BRIEF DESCRIPTION OF THE FIGURES
FIG. 1 is a block diagram of a 50 BPS speech compression system
according to this invention.
FIG. 2 is a block diagram of a speech synthesizer employing side
information according to this invention.
FIG. 3 is a flow chart of the 50 BPS transmitter section of the
side information capability according to this invention
FIG. 4 is a flow chart depicting the change of pitch and the change
of duration employed on a CELP synthesizer according to this
invention.
DETAILED DESCRIPTION OF THE FIGURES
Referring to FIG. 1, there is shown a block diagram of a 50 BPS
speech coding system according to this invention. As seen, input
speech from a microphone or other source 9 is applied to the input
of a front end processing module 10. The microphone 9 may include
suitable filters and amplifiers (not shown). As will be explained,
the front end processing module may include a microprocessor and
operates to process the input speech in regard to pitch, duration
and amplitude values. Simultaneously with applying the speech
signal from the microphone to the front end processing module 10,
the signal is also applied to the input of a continuous speech
recognition (CSR) module 12. The continuous speech recognition
module (CSR) 12 is well known in the art. Such a system matches the
phrase or incoming speech using stored template sets. The templates
are basically stored in memory and may be derived from units
smaller than or the same as words, such as acoustic segments of
phonemic duration. In this way it is possible to cover a short test
utterance using templates extracted from a short training
utterance. Essentially, such systems derive a set of short,
sub-word templates from each user's training material and attempts
to match the test utterance with each template set using a CSR
system. Such systems are extremely well known. See, for example,
U.S. Pat. No. 4,773,093 entitled TEXT INDEPENDENT SPEAKER
RECOGNITION SYSTEM AND METHOD BASED ON ACOUSTIC SEGMENT MATCHING
issued on Sep. 20, 1988 to A. L. Higgins et al. and assigned to the
assignee herein. Essentially, the templates employed herein are at
the word template level as employed in U.S. Pat. No. 4,994,983
indicated above. This patent shows the basic configuration for a
CSR in FIG. 1 and shows how templates are generated for such
systems. Basically, speech is provided to the CSR input which
includes an acoustic analyzer for dividing speech into short frames
and can provide a parametric output of each frame. The parametric
output is used by the CSR to match a test utterance to the stored
templates and provides a match score for each speaker. Essentially,
as will be explained, the CSR 12 operates with template based
matching using the dynamic time warping (DTW) algorithm. The
particular algorithm used is not important and others can be used
as well. The DTW pattern matching algorithm matches unknown speech
data with the speakers reference templates. Basically, the
utilization of the DTW algorithm is well known. See copending
application entitled DYNAMIC TIME WARPING (DTW) APPARATUS FOR USE
IN SPEECH RECOGNITION SYSTEMS, by G. Vensko et al., filed on Jun.

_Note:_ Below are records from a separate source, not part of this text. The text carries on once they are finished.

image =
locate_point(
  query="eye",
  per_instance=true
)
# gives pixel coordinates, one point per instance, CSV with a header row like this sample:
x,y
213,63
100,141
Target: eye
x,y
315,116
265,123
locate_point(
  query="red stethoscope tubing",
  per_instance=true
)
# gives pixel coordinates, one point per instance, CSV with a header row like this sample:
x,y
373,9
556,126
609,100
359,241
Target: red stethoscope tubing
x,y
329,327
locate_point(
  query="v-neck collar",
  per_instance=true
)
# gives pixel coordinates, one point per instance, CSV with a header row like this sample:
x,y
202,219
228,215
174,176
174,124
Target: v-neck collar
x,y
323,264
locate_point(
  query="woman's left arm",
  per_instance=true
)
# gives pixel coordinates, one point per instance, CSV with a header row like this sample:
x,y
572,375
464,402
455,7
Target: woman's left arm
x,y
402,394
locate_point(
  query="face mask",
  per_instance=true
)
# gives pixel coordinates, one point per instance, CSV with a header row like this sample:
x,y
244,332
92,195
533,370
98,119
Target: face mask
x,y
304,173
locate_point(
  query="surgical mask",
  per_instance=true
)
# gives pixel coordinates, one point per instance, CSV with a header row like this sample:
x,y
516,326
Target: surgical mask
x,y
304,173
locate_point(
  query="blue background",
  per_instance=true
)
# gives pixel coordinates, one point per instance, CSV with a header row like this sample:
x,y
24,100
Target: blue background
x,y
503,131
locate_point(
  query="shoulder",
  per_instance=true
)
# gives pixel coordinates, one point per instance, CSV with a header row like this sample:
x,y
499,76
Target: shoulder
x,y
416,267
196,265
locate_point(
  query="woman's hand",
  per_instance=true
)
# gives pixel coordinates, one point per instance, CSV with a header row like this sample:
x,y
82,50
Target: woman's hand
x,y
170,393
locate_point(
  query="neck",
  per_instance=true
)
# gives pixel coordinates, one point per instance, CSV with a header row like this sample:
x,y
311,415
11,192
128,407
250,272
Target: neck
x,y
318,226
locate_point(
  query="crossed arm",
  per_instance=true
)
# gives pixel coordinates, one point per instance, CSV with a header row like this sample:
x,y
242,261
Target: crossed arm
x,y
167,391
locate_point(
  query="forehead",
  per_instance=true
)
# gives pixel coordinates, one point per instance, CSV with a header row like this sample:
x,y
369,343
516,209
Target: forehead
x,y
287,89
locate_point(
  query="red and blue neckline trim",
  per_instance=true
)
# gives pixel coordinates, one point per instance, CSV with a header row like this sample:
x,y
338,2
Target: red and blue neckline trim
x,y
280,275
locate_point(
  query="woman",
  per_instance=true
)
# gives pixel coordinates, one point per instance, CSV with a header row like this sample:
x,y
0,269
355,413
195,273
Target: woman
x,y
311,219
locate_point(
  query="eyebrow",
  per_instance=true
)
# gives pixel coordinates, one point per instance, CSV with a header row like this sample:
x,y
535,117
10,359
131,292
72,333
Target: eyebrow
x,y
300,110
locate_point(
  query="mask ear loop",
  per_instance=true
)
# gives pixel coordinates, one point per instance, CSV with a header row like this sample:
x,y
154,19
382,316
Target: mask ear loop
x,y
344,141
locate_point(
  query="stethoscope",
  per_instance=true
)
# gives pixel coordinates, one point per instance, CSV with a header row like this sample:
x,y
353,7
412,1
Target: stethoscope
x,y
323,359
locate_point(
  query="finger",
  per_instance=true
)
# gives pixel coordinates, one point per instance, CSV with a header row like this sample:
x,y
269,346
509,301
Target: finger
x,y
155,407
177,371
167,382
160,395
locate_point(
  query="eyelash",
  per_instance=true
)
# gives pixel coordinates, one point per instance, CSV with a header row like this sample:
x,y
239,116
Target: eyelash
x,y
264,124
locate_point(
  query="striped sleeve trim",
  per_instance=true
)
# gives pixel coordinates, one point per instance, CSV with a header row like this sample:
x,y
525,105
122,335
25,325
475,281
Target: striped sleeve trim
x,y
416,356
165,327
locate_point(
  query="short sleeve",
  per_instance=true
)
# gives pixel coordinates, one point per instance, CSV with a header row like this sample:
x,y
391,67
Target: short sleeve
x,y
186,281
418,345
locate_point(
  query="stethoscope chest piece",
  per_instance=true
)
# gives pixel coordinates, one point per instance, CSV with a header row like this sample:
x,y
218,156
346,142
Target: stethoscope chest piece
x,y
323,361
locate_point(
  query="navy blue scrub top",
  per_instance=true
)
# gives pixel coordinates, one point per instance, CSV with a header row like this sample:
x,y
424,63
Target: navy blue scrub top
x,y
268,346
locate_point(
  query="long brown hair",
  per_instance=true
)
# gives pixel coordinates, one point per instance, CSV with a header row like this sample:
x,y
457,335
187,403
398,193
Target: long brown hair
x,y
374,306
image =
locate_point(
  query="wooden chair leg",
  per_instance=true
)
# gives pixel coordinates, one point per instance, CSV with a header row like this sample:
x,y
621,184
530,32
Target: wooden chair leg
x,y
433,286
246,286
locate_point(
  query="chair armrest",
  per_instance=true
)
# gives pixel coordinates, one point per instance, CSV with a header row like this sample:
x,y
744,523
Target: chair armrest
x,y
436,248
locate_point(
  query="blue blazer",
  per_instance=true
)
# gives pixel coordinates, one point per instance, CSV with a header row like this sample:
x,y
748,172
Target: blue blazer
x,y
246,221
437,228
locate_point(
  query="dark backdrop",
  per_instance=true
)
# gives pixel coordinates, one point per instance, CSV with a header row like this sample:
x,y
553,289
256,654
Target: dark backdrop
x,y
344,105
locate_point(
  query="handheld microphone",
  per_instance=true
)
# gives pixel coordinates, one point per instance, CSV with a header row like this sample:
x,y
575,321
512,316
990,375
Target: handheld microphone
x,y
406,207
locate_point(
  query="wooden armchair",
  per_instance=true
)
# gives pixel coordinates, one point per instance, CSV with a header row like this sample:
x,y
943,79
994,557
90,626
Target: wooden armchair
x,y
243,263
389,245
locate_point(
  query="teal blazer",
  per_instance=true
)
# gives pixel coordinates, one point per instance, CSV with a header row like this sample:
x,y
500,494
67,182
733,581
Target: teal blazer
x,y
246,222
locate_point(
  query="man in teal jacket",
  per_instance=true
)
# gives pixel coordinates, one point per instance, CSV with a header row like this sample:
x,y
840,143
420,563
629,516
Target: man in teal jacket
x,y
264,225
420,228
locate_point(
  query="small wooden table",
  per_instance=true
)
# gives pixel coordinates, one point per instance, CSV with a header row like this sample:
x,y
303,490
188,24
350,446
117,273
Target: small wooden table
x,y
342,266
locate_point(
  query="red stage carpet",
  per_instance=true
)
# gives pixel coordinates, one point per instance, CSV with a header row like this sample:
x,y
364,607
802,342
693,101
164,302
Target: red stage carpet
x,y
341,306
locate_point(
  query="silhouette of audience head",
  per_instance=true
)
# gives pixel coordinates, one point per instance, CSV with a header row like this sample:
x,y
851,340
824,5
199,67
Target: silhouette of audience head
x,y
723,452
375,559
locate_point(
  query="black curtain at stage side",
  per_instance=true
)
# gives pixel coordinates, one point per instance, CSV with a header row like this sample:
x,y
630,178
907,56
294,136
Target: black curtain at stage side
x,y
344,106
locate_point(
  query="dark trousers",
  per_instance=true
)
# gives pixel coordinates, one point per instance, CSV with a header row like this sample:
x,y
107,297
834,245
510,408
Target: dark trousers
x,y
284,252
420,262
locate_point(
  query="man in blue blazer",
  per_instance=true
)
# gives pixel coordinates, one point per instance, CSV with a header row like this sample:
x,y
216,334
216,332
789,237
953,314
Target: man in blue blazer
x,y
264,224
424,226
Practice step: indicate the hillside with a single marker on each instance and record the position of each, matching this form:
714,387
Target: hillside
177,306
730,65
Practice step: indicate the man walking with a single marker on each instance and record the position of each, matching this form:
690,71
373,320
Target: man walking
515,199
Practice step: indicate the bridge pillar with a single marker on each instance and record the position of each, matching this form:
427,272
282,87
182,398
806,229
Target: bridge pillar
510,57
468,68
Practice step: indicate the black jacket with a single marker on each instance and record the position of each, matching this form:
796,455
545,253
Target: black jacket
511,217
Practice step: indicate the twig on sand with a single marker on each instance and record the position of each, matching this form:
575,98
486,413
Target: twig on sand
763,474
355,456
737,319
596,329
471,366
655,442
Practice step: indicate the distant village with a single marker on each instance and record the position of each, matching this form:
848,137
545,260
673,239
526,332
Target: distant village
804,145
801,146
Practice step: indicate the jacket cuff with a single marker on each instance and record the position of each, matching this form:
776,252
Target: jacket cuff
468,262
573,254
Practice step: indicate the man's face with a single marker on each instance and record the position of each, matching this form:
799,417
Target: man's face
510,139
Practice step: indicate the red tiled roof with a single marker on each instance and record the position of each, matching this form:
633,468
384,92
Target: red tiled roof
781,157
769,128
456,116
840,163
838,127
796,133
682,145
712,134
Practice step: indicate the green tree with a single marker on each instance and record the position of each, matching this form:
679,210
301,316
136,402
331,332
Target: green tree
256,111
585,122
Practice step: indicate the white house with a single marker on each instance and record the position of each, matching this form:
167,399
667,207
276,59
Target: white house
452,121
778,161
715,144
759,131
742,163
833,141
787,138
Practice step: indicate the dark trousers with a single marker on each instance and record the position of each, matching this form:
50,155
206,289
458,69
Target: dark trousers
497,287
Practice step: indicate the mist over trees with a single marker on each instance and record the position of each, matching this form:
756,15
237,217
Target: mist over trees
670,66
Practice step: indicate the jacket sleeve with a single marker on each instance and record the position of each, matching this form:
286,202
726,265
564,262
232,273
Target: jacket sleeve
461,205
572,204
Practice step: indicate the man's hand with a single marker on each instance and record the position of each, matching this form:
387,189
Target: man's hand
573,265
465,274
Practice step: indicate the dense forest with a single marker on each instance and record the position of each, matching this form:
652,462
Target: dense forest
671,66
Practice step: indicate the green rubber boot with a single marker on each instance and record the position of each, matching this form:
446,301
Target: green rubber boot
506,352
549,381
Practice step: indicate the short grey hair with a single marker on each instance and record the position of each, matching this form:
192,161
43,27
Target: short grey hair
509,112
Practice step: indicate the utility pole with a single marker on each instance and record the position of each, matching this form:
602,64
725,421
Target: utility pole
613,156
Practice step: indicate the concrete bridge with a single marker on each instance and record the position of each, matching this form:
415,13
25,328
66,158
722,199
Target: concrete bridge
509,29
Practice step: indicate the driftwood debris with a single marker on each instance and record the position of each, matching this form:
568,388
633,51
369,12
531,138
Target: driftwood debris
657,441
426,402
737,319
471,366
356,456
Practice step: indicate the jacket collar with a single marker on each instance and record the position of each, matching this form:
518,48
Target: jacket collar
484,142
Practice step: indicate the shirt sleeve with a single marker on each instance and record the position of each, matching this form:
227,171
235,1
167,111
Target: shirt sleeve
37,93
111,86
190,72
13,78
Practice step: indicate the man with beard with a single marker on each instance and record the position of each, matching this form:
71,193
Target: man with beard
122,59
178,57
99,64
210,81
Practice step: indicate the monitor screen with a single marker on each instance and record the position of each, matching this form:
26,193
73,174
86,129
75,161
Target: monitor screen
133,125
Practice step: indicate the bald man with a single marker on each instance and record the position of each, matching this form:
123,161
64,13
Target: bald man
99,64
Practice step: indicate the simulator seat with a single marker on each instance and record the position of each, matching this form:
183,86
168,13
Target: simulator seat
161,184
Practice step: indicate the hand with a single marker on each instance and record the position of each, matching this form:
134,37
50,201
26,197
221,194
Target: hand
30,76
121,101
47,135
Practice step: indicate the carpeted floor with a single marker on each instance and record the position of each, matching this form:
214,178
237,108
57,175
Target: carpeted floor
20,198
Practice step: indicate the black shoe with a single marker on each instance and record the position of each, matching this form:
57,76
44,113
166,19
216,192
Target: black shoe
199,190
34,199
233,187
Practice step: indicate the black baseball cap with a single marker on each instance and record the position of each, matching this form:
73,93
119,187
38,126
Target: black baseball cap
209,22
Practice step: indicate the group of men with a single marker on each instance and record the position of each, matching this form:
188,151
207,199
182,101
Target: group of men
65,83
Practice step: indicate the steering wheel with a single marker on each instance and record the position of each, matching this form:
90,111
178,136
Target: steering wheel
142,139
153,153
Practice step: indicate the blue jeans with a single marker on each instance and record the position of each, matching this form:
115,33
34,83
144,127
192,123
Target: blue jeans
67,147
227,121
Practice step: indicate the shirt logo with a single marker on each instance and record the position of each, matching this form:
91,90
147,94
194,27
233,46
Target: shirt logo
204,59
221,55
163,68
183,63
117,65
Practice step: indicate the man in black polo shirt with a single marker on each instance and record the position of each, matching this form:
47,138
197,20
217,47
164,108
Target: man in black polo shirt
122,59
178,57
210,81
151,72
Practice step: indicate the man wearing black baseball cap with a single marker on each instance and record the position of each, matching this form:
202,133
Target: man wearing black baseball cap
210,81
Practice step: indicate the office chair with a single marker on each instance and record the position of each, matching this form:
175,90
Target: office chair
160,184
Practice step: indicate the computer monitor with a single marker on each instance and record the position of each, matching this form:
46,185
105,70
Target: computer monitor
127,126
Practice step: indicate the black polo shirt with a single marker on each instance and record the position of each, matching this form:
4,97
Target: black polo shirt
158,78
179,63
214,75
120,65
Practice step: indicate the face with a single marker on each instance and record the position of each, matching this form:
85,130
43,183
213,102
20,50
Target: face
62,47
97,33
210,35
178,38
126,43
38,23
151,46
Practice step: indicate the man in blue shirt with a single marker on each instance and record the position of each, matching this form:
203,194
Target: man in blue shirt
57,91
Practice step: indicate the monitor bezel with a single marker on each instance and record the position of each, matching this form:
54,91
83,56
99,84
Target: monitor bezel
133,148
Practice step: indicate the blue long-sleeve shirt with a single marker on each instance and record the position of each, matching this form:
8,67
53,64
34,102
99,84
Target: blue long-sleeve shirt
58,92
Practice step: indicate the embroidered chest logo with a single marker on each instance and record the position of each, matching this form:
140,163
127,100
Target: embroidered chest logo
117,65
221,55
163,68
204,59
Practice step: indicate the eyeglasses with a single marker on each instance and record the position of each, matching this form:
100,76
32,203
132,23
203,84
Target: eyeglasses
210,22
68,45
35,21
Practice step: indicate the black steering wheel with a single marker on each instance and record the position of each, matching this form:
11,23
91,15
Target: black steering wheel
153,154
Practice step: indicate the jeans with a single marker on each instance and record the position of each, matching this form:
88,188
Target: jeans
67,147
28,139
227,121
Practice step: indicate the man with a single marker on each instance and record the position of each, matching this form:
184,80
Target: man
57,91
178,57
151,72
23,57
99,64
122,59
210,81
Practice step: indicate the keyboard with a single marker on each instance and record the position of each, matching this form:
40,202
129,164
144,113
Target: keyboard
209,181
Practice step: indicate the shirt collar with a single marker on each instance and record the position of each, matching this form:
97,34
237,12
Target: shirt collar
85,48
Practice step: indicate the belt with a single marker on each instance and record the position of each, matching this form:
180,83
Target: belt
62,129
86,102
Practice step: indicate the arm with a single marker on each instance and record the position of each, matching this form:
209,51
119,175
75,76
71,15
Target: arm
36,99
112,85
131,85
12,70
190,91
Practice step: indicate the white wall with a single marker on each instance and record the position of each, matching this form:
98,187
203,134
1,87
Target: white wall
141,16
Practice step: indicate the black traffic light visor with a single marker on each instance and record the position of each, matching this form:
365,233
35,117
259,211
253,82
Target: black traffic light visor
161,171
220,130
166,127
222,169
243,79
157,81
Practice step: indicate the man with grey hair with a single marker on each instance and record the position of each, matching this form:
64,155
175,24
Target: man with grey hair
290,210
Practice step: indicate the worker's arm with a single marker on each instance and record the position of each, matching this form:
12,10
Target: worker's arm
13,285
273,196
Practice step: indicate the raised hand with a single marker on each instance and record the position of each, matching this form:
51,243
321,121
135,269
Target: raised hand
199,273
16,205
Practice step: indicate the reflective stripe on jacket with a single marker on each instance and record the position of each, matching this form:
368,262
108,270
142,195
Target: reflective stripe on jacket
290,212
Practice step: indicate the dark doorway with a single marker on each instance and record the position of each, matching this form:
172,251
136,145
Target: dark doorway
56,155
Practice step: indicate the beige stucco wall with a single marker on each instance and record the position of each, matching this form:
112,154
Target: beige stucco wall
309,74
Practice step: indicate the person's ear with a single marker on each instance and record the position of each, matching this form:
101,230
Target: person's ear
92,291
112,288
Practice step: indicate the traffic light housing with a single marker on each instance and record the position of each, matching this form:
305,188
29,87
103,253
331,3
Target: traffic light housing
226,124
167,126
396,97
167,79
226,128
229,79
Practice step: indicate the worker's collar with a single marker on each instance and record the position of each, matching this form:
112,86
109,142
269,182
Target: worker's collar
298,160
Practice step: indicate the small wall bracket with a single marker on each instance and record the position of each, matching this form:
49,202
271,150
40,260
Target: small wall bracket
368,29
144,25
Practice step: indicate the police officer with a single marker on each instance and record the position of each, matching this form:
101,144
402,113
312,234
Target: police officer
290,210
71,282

8, 1989, S.N. 07/363,227, and assigned to the assignee herein. The
CSR unit 12 is based on template based matching using the DTW
algorithm. The templates associated with each speaker are stored in
the word template memory 11. The speaker dependent templates
contain word, filler, and silence templates generated by
conventional techniques. The 4,773,093 patent describes a
continuous speech recognition system (CSR) to match the recognition
utterance with each speaker's template set in turn. Thus, the use
of templates are well known. See also U.S. Pat. No. 5,036,539
entitled REAL-TIME SPEECH PROCESSING DEVELOPMENT SYSTEM by E. H.
Wrench and A. L. Higgins, issued on Jul. 30, 1991 and assigned to
the ITT Corporation, the assignee herein.
The parameters used are 8 cepstra (4 bit accuracy) derived from the
normalized filter bank values in the CSR 12. Essentially, the CSR
12 operates to process speech and further provides end points in
frame number of every word (including pauses between words) in the
recognized speech. These word end-points are part of the side
information generated by the encoding module 13. The side
information encoding module 13 also receives an input from the
front end processing module 10. The output from the continuous
speech recognition module 12, which is at a maximum of 27 bits per
second, is applied to an input of a CELP synthesizer 14. The CELP
synthesizer 14 also receives the side information encoding from
module 13 at a 21 bit per second rate. The synthesizer is
associated with a large memory 15 which has stored therein
pre-recorded words. The output of the synthesizer is synthesized
speech. The memory 15 is a word library memory and has stored
therein the pitch, duration and amplitude for every library word.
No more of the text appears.